According to Voker, the discovery of the shipyard was “the beginning of the end of this petty disturbance” and “a master class in how to engage the enemy and lure them into their own demise.”
According to fleet records, there was a spirited debate on whether The Instigator should be retired for scrap. The damage from Voker’s master class was extensive. Many marveled how a G-Class battle cruiser could have taken such a beating and have so little to show for it. In the end, the Voker family name – not to mention the money spent toward the war effort – was enough to patch the ship and send it back out into the fray. The Great Resistance was proving to be great indeed, and every asset – even those run by fools – was needed.
When The Instigator was called to assist what was later known as The Battle of Tyrant’s Fall, Voker proved that there was no error that he was unwilling to learn from. As with Ular’Dom, Voker ordered the ship out of FTL space too close to the enemy. “The Voker Maneuver,” as he imagined it would be heralded in history books, was designed to paralyze the enemy with such a sudden close proximity. The reality was that Voker’s Chief Lieutenant once again failed to properly model the warp path. This time The Instigator managed to clip its sister ship, The Provocateur, weakening both ships’ shields enough that the Resistance’s short-range fighters were able to bring down their remaining defenses in rapid time.
While the failing Provocateur and the rest of the fleet orbiting Iken IV pressed onward towards the enemy, Voker ordered The Instigator away from the battle. The commander was equal parts lazy and dull-minded, but he was a master opportunist. The ship was again ruined and there was no sense in dying a hero’s death when there was always another opportunity on the horizon. It might be time to start anew with a fresh crew, one more likely to appreciate the subtle nuances of his leadership. If Voker himself couldn’t spin his actions here to a new command, he could always rely on the family and its fortune. Given the routing the fleet seemed to be taking, he thought it prudent to push for a position at central command. There had to be enough in the family coffers to grease those particular wheels.
As Voker daydreamed of a better tomorrow, a handful of Resistance short-range fighters followed the lurching Instigator. It was an easy mark and they made short work of the ship. Their sole mistake was destroying the drive engine while the battle cruiser was so close to a planet that could bear witness to its last gasp. Crippled, The Instigator was captured by Iken IV’s gravitation pull and began its ugly descent.

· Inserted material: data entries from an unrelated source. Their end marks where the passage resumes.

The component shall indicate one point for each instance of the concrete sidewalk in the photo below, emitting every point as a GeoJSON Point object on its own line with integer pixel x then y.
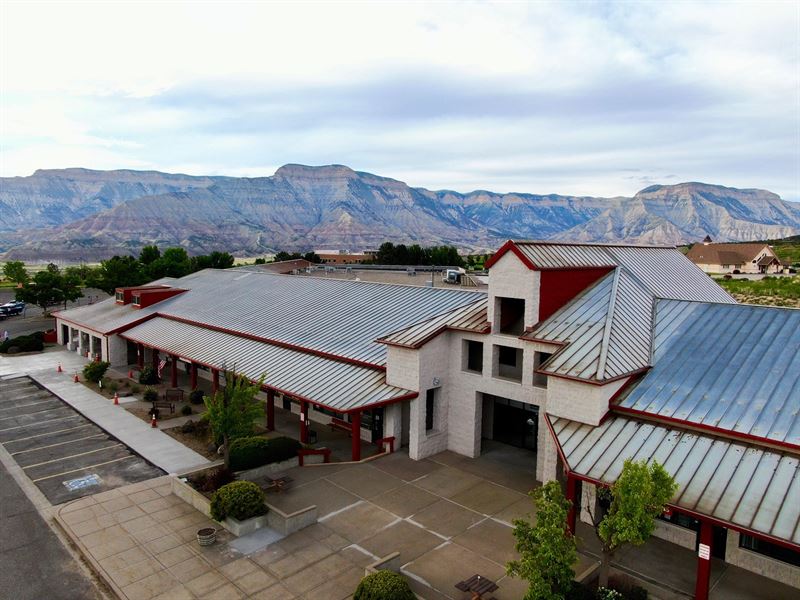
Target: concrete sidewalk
{"type": "Point", "coordinates": [152, 444]}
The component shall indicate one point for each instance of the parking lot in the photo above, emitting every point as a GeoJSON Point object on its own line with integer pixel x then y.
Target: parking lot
{"type": "Point", "coordinates": [63, 453]}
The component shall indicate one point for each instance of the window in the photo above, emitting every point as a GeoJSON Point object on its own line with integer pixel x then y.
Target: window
{"type": "Point", "coordinates": [508, 363]}
{"type": "Point", "coordinates": [539, 358]}
{"type": "Point", "coordinates": [775, 551]}
{"type": "Point", "coordinates": [511, 315]}
{"type": "Point", "coordinates": [430, 405]}
{"type": "Point", "coordinates": [472, 356]}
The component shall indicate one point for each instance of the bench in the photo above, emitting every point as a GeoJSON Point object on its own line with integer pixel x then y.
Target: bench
{"type": "Point", "coordinates": [341, 425]}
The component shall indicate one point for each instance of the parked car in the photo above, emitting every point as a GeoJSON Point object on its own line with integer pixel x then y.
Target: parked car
{"type": "Point", "coordinates": [12, 308]}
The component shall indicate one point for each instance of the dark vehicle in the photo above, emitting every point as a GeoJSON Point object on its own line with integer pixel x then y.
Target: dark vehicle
{"type": "Point", "coordinates": [12, 308]}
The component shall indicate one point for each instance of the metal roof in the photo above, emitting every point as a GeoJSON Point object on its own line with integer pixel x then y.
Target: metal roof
{"type": "Point", "coordinates": [729, 366]}
{"type": "Point", "coordinates": [753, 487]}
{"type": "Point", "coordinates": [469, 318]}
{"type": "Point", "coordinates": [338, 317]}
{"type": "Point", "coordinates": [335, 384]}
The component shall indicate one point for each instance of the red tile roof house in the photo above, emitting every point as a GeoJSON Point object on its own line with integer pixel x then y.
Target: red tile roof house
{"type": "Point", "coordinates": [727, 258]}
{"type": "Point", "coordinates": [582, 355]}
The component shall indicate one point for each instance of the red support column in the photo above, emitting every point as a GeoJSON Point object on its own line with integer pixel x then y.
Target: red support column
{"type": "Point", "coordinates": [174, 370]}
{"type": "Point", "coordinates": [270, 410]}
{"type": "Point", "coordinates": [304, 422]}
{"type": "Point", "coordinates": [355, 432]}
{"type": "Point", "coordinates": [704, 561]}
{"type": "Point", "coordinates": [572, 496]}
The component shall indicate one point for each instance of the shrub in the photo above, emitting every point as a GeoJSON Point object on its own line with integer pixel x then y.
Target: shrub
{"type": "Point", "coordinates": [240, 500]}
{"type": "Point", "coordinates": [252, 452]}
{"type": "Point", "coordinates": [384, 585]}
{"type": "Point", "coordinates": [150, 395]}
{"type": "Point", "coordinates": [95, 371]}
{"type": "Point", "coordinates": [148, 376]}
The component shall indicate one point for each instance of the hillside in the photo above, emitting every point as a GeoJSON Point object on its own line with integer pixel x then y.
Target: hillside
{"type": "Point", "coordinates": [79, 214]}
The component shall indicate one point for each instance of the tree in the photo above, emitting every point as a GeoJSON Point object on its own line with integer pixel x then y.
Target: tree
{"type": "Point", "coordinates": [118, 271]}
{"type": "Point", "coordinates": [50, 287]}
{"type": "Point", "coordinates": [15, 271]}
{"type": "Point", "coordinates": [637, 498]}
{"type": "Point", "coordinates": [547, 548]}
{"type": "Point", "coordinates": [149, 254]}
{"type": "Point", "coordinates": [232, 410]}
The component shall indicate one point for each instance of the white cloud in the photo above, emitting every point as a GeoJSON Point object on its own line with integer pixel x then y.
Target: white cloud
{"type": "Point", "coordinates": [540, 97]}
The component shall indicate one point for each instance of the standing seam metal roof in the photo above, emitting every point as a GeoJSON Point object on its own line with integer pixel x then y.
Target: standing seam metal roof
{"type": "Point", "coordinates": [335, 384]}
{"type": "Point", "coordinates": [732, 481]}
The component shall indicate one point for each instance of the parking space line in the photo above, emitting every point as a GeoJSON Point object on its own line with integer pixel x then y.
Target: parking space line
{"type": "Point", "coordinates": [62, 458]}
{"type": "Point", "coordinates": [108, 462]}
{"type": "Point", "coordinates": [35, 412]}
{"type": "Point", "coordinates": [88, 437]}
{"type": "Point", "coordinates": [26, 405]}
{"type": "Point", "coordinates": [30, 437]}
{"type": "Point", "coordinates": [40, 422]}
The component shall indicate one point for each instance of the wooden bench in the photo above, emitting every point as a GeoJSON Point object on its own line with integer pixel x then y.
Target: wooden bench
{"type": "Point", "coordinates": [341, 425]}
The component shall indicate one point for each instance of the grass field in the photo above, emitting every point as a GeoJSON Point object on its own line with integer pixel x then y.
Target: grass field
{"type": "Point", "coordinates": [774, 291]}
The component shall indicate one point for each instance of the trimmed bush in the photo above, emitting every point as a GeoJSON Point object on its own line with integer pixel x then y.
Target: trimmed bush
{"type": "Point", "coordinates": [148, 376]}
{"type": "Point", "coordinates": [23, 343]}
{"type": "Point", "coordinates": [196, 396]}
{"type": "Point", "coordinates": [251, 452]}
{"type": "Point", "coordinates": [384, 585]}
{"type": "Point", "coordinates": [240, 500]}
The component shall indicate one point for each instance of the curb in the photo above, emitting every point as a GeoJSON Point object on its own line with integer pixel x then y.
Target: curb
{"type": "Point", "coordinates": [87, 556]}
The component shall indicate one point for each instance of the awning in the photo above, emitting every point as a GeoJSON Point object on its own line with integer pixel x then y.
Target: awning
{"type": "Point", "coordinates": [334, 384]}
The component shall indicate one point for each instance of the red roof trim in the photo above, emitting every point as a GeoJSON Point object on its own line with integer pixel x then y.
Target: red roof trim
{"type": "Point", "coordinates": [727, 433]}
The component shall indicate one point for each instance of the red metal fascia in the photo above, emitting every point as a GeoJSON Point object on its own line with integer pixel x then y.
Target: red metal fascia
{"type": "Point", "coordinates": [278, 343]}
{"type": "Point", "coordinates": [509, 245]}
{"type": "Point", "coordinates": [652, 417]}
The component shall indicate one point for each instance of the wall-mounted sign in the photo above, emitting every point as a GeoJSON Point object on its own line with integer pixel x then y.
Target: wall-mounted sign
{"type": "Point", "coordinates": [704, 551]}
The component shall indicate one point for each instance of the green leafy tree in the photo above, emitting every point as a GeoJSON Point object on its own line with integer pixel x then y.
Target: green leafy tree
{"type": "Point", "coordinates": [149, 254]}
{"type": "Point", "coordinates": [547, 548]}
{"type": "Point", "coordinates": [119, 271]}
{"type": "Point", "coordinates": [50, 287]}
{"type": "Point", "coordinates": [15, 271]}
{"type": "Point", "coordinates": [639, 495]}
{"type": "Point", "coordinates": [232, 410]}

Such was the size of The Instigator that those on board who fled on the escape pods were caught in its wake and dragged back into the nightmare of burning steel and fuel. Voker’s first and final commission hit the ground with so much force that all life within a hundred miles was eradicated. The seismic damage was felt across Iken IV, slowly turning one hemisphere of a planet known for its rich biodiversity into a barren graveyard. The tombstone, half buried in earth that had burned so long that the ground had turned to glass, was what remained of The Instigator.
That tombstone was the first of many for the Dzenghar Empire. Unable to stem the fatal bleeding that many historians agreed started above Iken IV, it collapsed less than a year later.